Date of Award


Document Type

Open Access Master's Thesis

Degree Name

Master of Science in Applied Ecology (MS)

Administrative Home Department

College of Forest Resources and Environmental Science

Advisor 1

Rodney Chimner

Committee Member 1

Christopher Webster

Committee Member 2

Julia Burton


Vernal pools are small, ephemeral wetlands that become inundated each spring and provide many ecosystem services to the surrounding upland forests. They also provide critical habitat for amphibians and invertebrates, as their temporary nature keeps them free of fish and reduces predator populations. As part of a mapping project, we collected baseline field data on vernal pool characteristics throughout five Great Lakes National Parks: Pictured Rocks National Lakeshore, Sleeping Bear Dunes National Lakeshore, Apostle Islands National Lakeshore, Isle Royale National Park, and Voyagers National Parks. Our goals were to characterize and assess how vernal pools vary within and across the five national parks, and determine which characteristics are most correlated with the presence of vernal pool indicator species. We sampled 139 pools during spring of 2021 and 2022 where we collected data on pool characteristics related to hydrology, soils, vegetation, geomorphology, and indicator species. This baseline data shows that vernal pool characteristics do vary between the different parks. Many vernal pool qualities are driven by the type of substrate they occur on and overstory canopy species and amount of cover. The vegetation and canopy species present reflect the dominant vegetation of each park.

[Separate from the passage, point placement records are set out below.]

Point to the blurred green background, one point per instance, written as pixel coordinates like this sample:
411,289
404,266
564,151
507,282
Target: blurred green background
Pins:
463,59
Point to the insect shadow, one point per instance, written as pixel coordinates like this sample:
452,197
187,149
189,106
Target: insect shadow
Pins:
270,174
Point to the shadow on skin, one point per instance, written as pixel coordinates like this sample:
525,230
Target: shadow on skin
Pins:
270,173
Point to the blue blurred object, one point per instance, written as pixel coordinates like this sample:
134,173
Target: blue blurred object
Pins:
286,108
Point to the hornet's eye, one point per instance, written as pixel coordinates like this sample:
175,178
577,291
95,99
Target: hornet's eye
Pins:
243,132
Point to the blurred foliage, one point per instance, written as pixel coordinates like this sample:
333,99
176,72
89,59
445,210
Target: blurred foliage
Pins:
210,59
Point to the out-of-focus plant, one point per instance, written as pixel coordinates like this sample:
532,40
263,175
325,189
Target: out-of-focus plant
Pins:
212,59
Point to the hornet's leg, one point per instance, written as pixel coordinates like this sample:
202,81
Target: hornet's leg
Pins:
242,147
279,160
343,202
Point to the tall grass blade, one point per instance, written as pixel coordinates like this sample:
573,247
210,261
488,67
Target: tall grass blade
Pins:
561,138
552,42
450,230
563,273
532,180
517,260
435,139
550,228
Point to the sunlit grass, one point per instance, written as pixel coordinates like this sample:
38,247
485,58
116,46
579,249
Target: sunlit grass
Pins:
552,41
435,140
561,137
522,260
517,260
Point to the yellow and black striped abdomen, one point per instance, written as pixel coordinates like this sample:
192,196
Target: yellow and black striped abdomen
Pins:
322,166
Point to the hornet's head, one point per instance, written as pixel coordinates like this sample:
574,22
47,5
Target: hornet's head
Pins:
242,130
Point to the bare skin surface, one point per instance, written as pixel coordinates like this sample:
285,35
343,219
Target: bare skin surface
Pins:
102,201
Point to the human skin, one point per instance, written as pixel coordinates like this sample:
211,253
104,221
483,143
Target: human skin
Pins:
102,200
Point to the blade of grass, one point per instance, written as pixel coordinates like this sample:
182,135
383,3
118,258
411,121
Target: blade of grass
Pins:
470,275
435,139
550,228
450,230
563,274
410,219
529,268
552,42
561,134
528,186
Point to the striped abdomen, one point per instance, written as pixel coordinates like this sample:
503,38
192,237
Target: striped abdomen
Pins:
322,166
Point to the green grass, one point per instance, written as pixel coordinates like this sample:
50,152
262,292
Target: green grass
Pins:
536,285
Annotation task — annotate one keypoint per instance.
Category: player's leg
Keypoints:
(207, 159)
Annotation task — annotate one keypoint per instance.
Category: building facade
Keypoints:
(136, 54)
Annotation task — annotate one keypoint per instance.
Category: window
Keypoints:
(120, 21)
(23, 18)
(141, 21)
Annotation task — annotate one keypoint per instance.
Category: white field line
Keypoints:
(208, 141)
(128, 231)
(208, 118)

We also created a classification system that describes which characteristics were most highly correlated to indicator species presence, resulting in a three-class system based on overstory species composition: Deciduous (>50% deciduous canopy), Coniferous (<50% deciduous canopy), and Open (<30% canopy cover). Indicator species were more likely to occur in pools with either a deciduous or open canopy than pools with a coniferous canopy. This information can be used to inform land managers within the Great Lakes of vernal pool characteristics they can expect, and which pools are hotspots for indicator species.